5. I disabled IPv6 on the WAN (I saw some of the same "promiscuous" log entries) and here are the results:

% iperf3 -c 172.16.160.204
Connecting to host 172.16.160.204, port 5201
[  5] local 172.16.160.144 port 53960 connected to 172.16.160.204 port 5201
[ ID] Interval           Transfer     Bitrate
[  5]   0.00-1.00   sec  18.6 MBytes   156 Mbits/sec                 
[  5]   1.00-2.00   sec  28.6 MBytes   240 Mbits/sec                 
[  5]   2.00-3.00   sec  28.7 MBytes   240 Mbits/sec                 
[  5]   3.00-4.00   sec  28.7 MBytes   241 Mbits/sec                 
[  5]   4.00-5.00   sec  29.0 MBytes   243 Mbits/sec                 
[  5]   5.00-6.00   sec  28.8 MBytes   242 Mbits/sec                 
[  5]   6.00-7.00   sec  28.2 MBytes   237 Mbits/sec                 
[  5]   7.00-8.00   sec  29.1 MBytes   244 Mbits/sec                 
[  5]   8.00-9.00   sec  28.5 MBytes   239 Mbits/sec                 
[  5]   9.00-10.00  sec  27.7 MBytes   232 Mbits/sec                 
- - - - - - - - - - - - - - - - - - - - - - - - -
[ ID] Interval           Transfer     Bitrate
[  5]   0.00-10.00  sec   276 MBytes   231 Mbits/sec                  sender
[  5]   0.00-10.00  sec   275 MBytes   231 Mbits/sec                  receiver

iperf Done.


TLDR: things are still strangely slow, I really think this is a kernel or tuning issue but I'm unsure where to even being to look.

Use "VirtIO (paravirtualized)" network in Proxmox.
And use "host" as CPu Type.

There is one thing that is broken with "VirtIO (paravirtualized)". It's IPS/Suricata.


Thanks but the original numbers (at the very top of the thread) were using VirtIO without IPS enabled.

Just to confirm, does your setup look like the below diagram? OPNsense is not hosting the client or server portion of iperf, correct?
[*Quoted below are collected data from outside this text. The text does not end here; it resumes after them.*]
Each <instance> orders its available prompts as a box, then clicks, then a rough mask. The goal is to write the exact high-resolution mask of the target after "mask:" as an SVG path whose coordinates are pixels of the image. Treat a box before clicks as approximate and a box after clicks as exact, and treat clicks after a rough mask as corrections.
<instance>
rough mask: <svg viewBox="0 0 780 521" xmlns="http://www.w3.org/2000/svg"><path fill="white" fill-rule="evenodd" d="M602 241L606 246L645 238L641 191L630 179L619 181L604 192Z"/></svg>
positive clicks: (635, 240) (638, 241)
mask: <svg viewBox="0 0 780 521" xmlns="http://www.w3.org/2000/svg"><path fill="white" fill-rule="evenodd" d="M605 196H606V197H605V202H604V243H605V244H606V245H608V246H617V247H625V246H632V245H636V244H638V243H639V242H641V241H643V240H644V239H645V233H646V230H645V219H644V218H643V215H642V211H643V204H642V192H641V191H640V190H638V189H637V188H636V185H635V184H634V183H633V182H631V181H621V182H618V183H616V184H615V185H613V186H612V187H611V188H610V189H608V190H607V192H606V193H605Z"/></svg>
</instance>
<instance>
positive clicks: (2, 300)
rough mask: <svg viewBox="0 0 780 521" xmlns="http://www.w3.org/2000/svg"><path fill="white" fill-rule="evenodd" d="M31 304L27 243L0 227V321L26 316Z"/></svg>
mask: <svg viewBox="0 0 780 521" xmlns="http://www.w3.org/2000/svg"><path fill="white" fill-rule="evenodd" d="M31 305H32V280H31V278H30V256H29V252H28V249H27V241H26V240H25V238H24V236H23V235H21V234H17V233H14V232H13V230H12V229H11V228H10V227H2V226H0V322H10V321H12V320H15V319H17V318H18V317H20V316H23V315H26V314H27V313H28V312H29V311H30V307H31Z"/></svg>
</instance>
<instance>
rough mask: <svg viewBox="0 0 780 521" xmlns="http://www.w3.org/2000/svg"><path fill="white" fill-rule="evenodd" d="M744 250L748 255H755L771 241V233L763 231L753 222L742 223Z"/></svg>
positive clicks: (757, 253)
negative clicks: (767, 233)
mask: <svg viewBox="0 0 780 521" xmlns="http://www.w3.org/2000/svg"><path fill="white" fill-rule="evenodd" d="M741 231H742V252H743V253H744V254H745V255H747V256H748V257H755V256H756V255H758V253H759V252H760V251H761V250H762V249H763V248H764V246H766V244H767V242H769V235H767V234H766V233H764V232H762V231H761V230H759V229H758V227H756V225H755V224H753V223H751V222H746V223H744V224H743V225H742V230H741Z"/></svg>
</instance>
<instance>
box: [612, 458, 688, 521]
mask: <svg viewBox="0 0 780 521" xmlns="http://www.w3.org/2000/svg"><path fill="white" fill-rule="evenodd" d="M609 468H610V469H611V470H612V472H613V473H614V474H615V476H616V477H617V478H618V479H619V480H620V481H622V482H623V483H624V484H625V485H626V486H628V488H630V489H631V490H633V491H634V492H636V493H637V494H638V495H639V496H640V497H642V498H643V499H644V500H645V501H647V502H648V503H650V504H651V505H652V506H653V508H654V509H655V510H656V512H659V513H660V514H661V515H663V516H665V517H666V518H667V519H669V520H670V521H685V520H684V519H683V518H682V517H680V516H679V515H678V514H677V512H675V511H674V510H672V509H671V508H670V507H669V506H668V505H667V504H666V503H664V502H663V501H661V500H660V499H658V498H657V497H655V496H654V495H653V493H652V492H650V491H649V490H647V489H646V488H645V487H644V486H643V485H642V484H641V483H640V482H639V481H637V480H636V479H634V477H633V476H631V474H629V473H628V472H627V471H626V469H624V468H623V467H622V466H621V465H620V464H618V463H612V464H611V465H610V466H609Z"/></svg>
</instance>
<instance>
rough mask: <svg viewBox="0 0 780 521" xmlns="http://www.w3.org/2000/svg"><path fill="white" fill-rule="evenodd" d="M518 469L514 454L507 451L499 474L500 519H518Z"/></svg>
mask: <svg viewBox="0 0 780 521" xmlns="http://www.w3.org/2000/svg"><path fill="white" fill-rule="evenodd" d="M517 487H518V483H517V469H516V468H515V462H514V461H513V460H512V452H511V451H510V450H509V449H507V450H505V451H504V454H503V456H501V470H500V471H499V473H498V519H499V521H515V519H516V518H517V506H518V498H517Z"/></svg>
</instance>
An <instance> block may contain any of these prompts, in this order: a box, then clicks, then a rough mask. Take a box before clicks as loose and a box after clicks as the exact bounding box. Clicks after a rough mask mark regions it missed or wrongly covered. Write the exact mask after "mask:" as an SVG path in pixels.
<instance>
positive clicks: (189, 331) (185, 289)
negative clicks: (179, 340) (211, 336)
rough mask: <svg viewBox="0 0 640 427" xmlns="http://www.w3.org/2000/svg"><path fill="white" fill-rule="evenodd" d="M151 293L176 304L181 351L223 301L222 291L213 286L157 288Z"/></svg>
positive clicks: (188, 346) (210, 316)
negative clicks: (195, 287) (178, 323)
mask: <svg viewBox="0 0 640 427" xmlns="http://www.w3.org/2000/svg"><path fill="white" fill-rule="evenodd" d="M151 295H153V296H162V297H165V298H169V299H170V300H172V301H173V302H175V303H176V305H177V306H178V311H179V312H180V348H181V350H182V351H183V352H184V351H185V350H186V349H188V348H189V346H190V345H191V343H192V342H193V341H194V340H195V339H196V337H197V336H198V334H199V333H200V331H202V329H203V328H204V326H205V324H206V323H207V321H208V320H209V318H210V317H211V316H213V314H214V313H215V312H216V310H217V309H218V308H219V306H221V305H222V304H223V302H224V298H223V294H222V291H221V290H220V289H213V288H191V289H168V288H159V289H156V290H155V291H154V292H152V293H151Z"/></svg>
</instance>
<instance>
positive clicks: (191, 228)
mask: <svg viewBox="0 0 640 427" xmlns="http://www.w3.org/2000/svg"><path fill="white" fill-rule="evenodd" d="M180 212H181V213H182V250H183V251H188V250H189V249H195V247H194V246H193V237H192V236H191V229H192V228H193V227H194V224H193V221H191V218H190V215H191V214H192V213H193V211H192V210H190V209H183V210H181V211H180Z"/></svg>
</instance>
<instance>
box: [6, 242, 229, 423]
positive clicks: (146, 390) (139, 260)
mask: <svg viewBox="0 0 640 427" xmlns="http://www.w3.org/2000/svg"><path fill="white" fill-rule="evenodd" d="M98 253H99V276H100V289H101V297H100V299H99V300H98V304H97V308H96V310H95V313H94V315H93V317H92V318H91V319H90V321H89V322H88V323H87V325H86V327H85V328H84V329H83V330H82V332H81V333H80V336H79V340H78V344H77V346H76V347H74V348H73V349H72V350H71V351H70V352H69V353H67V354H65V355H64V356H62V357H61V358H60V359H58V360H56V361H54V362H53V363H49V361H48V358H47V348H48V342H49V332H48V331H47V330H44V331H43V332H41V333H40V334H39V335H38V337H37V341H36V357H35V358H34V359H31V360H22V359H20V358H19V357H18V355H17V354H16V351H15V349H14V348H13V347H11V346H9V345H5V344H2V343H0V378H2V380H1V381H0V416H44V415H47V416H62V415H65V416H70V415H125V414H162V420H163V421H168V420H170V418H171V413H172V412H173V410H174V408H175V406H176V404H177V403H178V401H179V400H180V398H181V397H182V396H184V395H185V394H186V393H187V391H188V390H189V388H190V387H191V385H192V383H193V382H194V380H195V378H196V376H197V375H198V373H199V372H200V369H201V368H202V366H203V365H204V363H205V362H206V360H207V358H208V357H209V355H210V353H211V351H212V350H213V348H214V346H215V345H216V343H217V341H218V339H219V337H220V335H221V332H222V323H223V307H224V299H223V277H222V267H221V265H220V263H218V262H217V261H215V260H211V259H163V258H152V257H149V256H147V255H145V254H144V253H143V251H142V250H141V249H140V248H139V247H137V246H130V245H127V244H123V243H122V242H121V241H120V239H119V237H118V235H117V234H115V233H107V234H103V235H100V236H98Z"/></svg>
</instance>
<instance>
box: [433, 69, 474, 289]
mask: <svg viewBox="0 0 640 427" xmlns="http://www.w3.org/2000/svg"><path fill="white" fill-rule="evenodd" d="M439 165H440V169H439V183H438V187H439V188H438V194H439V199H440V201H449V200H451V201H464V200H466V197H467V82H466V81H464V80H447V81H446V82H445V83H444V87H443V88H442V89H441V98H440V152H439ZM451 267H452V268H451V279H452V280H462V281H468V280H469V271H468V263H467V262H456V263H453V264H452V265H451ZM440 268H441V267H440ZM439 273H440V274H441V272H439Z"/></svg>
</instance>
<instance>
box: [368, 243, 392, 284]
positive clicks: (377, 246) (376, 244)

Nope it's not, Im not using the WAN interface at all, I'm just testing the speed of the LAN port hard wired to a Gigabit switch, like this:

[ OPNSesnse  running iperf3 in server mode ] LAN <=== [ Gitgabit Swith ] <=== [Macbook laptop with a 1Gb NIC]

I don't doubt that I'll be able to get more using both interfaces (WAN/LAN) flowing traffic that way but it will still not equate to full 1Gbps as a single interface is only able to route about 1/4 of that currently. Most importantly, the setup is the same for PfSense but its performance is much higher.